CPU-only instances are also supported. Transformer Lab picks the smallest of e2-standard-2/4/8/16 or n2-standard-32/48/64/80/96 that satisfies the vCPU and memory requested by your task.

Zonal availability

Not every machine type and accelerator is available in every zone. If a launch fails with a quota or availability error, try a different zone (e.g. switch from us-central1-a to us-central1-c) or request a quota increase under IAM & Admin → Quotas.

Required GCP Permissions Reference​

The following table lists the operations Transformer Lab performs against the Compute Engine API. The pre-built Compute Admin role covers all of them; you can also assemble a custom role with just these.

Compute Engine​

OperationWhy
compute.machineTypes.listProvider health check on startup
compute.instances.createLaunch a VM for each job
compute.instances.get / listLook up an instance by cluster name and poll status
compute.instances.deleteStop/remove a VM on demand and during self-termination
compute.instances.setMetadataInject the SSH public key and startup script
compute.disks.createCreate the boot disk attached to each VM
compute.acceleratorTypes.getResolve GPU accelerator URLs

Networking​

OperationWhy
compute.firewalls.get / createEnsure the per-team SSH firewall rule exists on the default VPC
compute.networks.useAttach the VM NIC to the default network

IAM (VM self-termination)​

OperationWhy
iam.serviceAccounts.actAsAttach your service account to each VM so it can call instances.delete on itself

The Service Account User role grants iam.serviceAccounts.actAs. The Compute Admin role covers everything else listed above.

Troubleshooting​

Credential validation fails immediately after adding the provider​

  • Confirm the Compute Engine API is enabled in the project the service account belongs to.
  • Confirm both Compute Admin and Service Account User are granted to the service account, not to a user.
  • Make sure the JSON key has not been revoked under IAM & Admin → Service Accounts → Keys.

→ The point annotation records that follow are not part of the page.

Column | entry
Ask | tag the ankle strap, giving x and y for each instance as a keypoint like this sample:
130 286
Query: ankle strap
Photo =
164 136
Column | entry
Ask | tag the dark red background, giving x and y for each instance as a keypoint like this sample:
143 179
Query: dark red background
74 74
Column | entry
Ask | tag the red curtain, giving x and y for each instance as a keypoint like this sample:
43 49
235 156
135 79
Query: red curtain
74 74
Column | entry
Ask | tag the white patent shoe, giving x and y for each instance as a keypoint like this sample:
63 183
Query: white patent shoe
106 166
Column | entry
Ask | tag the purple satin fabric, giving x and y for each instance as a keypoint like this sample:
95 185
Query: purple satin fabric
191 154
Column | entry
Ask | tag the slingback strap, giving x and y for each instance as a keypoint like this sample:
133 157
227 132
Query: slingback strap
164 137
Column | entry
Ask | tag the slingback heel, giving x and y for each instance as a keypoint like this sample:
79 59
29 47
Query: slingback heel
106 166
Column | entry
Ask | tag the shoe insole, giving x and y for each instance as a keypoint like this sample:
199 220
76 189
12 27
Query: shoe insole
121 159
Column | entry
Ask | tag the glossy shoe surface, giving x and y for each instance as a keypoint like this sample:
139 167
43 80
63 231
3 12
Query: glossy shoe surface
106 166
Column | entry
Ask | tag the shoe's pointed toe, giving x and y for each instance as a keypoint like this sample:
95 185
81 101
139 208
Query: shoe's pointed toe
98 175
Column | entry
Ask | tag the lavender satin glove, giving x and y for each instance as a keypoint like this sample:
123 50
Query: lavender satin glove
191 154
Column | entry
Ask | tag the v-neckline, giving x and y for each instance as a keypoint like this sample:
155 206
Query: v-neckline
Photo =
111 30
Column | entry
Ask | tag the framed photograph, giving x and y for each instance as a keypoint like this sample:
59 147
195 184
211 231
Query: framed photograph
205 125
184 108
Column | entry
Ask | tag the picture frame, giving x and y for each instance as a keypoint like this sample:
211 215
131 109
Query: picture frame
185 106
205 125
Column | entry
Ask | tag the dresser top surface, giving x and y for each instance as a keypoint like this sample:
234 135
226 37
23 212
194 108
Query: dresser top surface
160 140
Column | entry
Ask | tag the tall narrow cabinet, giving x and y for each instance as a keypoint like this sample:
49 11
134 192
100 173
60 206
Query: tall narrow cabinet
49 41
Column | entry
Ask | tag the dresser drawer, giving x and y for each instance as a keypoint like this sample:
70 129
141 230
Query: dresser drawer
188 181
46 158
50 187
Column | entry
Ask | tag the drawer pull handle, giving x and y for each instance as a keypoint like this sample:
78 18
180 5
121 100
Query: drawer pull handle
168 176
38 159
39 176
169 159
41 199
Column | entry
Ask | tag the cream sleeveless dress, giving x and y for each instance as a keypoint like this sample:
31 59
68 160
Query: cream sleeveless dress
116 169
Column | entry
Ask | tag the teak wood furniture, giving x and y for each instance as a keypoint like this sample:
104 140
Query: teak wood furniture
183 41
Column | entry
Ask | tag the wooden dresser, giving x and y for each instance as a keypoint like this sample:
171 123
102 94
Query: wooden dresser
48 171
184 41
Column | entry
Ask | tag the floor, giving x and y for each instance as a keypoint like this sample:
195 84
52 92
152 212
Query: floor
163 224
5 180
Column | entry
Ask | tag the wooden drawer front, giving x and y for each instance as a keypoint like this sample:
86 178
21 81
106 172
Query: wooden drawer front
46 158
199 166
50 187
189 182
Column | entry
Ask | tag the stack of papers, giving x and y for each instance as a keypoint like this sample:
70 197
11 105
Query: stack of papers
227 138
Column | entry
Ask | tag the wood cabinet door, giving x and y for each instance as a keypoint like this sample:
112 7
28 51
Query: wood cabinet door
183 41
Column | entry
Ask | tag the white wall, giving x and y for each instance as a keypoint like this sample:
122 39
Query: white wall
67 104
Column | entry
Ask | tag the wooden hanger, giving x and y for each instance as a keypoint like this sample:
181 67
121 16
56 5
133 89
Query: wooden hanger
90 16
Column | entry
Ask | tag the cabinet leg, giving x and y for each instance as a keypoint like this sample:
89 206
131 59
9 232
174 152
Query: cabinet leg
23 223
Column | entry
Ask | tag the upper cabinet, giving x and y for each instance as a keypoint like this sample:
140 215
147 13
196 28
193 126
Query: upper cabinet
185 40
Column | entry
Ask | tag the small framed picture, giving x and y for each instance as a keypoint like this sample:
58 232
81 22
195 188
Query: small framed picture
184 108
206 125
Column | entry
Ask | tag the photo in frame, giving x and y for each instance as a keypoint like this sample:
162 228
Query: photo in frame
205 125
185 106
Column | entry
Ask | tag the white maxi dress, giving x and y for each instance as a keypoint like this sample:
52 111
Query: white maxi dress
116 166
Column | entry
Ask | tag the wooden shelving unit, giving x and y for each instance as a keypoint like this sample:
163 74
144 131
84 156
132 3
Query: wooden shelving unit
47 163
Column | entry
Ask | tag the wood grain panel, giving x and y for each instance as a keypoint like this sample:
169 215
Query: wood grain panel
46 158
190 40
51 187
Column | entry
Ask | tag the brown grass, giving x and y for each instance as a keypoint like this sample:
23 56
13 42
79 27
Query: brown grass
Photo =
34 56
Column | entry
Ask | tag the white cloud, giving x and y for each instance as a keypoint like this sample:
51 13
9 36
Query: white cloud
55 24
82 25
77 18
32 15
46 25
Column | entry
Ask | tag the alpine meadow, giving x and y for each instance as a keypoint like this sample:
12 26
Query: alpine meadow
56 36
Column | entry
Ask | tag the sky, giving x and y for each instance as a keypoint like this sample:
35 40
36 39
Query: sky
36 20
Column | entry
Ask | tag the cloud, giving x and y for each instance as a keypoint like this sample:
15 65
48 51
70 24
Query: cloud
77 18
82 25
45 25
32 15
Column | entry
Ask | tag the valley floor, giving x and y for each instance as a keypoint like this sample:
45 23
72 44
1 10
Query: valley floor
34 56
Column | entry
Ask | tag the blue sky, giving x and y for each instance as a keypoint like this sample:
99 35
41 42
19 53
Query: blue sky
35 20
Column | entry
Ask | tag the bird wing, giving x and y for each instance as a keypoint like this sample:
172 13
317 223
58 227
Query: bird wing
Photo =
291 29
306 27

"Image family not found" when launching a GPU VM​

GCP periodically rotates Deep Learning VM image families. Transformer Lab tries several fallback families automatically, but if all of them fail, the project may not have access to the deeplearning-platform-release images. Check that your organization policy allows pulling from that public project, or pin a specific image by setting the provider's gpu_image extra config to a valid image URL.

Quota or availability errors​

  • Compute Engine GPU quotas are zonal. Open IAM & Admin → Quotas, filter by the GPU type (e.g. NVIDIA A100 GPUs), and request an increase in your target region.
  • Some accelerators (notably H100 and A100-80GB) are only available in a subset of zones. Try a different zone or region if a launch fails with ZONE_RESOURCE_POOL_EXHAUSTED.

VM launches but produces no logs​

  • The VM may still be bootstrapping. Deep Learning VM images can take several minutes to install drivers on first boot.
  • Verify that no organization-level firewall policy overrides the team SSH firewall rule on the default network.

VM does not delete itself after the job finishes​

The VM uses its attached service account to call instances.delete on itself. If self-termination fails, confirm the service account still has Compute Admin (or at minimum compute.instances.delete) on the project. You can always manually delete leftover VMs from the Cloud Console under Compute Engine → VM instances.